Research talk:Teahouse long term new editor retention/Work log/2015-10-01

From Meta, a Wikimedia project coordination wiki

Thursday, October 1, 2015[edit]

Let's gather a sample of all of the edits that these 14766 editors made between registration and when they were invited to the Teahouse (or would have been invited, in the case of the control sample).
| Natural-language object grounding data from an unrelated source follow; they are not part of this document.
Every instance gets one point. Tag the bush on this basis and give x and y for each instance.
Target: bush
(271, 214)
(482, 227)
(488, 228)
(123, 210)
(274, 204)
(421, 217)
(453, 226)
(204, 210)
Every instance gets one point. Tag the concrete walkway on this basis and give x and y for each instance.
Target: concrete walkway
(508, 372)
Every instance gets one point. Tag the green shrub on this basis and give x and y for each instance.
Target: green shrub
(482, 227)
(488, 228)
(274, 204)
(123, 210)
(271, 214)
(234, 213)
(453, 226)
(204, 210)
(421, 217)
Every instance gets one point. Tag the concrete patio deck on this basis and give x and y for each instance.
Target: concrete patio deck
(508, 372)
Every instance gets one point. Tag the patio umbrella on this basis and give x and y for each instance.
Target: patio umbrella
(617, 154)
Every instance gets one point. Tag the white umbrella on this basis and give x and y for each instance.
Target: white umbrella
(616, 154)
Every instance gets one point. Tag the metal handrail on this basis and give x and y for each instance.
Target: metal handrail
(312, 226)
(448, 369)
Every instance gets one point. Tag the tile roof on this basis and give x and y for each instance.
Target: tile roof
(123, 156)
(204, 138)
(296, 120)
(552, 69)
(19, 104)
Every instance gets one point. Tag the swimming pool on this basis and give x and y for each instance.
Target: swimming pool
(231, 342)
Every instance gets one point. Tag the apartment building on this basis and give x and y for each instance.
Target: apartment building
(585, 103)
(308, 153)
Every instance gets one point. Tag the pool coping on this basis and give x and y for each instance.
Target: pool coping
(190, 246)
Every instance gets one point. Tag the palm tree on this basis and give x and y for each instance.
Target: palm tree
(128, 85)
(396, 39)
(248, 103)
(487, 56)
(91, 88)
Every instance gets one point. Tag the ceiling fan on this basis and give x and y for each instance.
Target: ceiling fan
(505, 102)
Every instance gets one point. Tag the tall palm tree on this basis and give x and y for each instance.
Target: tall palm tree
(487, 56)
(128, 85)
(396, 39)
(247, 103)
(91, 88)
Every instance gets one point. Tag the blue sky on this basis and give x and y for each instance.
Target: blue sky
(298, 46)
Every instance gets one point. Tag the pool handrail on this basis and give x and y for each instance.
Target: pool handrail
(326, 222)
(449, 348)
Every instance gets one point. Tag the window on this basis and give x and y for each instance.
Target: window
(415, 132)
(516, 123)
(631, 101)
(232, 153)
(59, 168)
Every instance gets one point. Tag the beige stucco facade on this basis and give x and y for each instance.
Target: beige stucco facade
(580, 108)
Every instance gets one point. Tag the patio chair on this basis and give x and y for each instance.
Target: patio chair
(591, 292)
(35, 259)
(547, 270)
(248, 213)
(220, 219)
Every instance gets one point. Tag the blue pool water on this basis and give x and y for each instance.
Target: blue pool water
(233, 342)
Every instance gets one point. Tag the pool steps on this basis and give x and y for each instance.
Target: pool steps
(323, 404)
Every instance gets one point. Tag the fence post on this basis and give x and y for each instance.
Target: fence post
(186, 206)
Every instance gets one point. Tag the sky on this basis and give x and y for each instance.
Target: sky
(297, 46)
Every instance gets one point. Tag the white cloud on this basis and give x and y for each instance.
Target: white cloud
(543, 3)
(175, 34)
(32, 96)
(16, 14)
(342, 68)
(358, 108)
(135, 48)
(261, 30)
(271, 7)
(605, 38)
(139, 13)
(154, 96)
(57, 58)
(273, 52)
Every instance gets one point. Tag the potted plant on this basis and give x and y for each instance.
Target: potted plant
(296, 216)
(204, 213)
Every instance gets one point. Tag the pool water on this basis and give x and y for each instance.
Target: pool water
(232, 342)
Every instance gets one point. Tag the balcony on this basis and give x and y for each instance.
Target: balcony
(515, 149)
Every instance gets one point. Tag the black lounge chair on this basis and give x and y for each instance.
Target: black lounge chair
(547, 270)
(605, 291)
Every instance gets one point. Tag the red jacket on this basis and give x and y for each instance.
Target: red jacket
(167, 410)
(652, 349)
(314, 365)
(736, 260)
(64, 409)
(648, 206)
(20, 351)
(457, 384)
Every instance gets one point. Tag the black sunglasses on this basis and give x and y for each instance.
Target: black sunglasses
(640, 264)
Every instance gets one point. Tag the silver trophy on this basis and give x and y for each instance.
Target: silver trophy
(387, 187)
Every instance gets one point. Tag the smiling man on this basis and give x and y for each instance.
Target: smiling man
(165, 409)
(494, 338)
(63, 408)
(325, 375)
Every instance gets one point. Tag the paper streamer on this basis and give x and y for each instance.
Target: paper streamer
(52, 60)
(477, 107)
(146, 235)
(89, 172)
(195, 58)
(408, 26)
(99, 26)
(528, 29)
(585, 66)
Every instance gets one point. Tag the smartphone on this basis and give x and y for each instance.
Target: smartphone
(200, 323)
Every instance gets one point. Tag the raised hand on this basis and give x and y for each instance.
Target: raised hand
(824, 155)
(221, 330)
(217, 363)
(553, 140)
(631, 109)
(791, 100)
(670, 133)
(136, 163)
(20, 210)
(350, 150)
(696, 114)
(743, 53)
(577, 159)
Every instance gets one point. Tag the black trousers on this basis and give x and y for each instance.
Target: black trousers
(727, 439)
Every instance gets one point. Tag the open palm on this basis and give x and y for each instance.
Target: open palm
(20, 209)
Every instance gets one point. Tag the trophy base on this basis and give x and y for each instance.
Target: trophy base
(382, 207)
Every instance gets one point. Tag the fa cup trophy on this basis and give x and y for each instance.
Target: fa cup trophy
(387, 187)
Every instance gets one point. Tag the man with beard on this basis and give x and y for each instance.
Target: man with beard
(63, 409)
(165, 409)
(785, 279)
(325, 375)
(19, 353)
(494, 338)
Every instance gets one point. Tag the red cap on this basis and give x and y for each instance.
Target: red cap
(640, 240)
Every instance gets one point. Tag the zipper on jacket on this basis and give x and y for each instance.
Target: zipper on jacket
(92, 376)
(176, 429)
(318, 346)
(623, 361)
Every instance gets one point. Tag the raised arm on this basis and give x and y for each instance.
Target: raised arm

First, all of there edits to pages that currently exist on the wiki, and a bunch of metadata about those edits. Include deleted edits.

#138856 rows
create table th_retention_sample_preinvite_edits
select * from enwiki.revision r join jmorgan.th_retention_sample trs on r.rev_user = trs.user_id join enwiki.page p on r.rev_page = p.page_id where r.rev_timestamp < DATE_FORMAT(trs.sample_date, '%Y%m%d%H%i%s') order by user_id, rev_id asc;

Then add in edits they made to pages that were subsequently deleted.

#21425 rows
insert into jmorgan.th_retention_sample_preinvite_edits (rev_id, rev_page, rev_text_id, rev_comment, rev_user, rev_user_text, rev_timestamp, rev_minor_edit, rev_deleted, rev_len, rev_parent_id, rev_sha1, rev_content_model, rev_content_format, user_registration, sample_date, sample_group, page_namespace, page_title) select ar_rev_id, ar_page_id, ar_text_id, ar_comment, ar_user, ar_user_text, ar_timestamp, ar_minor_edit, ar_deleted, ar_len, ar_parent_id, ar_sha1, ar_content_model, ar_content_format, user_registration, sample_date, sample_group, ar_namespace, ar_title from enwiki.archive a join jmorgan.th_retention_sample trs on a.ar_user = trs.user_id where a.ar_timestamp < DATE_FORMAT(trs.sample_date, '%Y%m%d%H%i%s') order by user_id, ar_rev_id asc;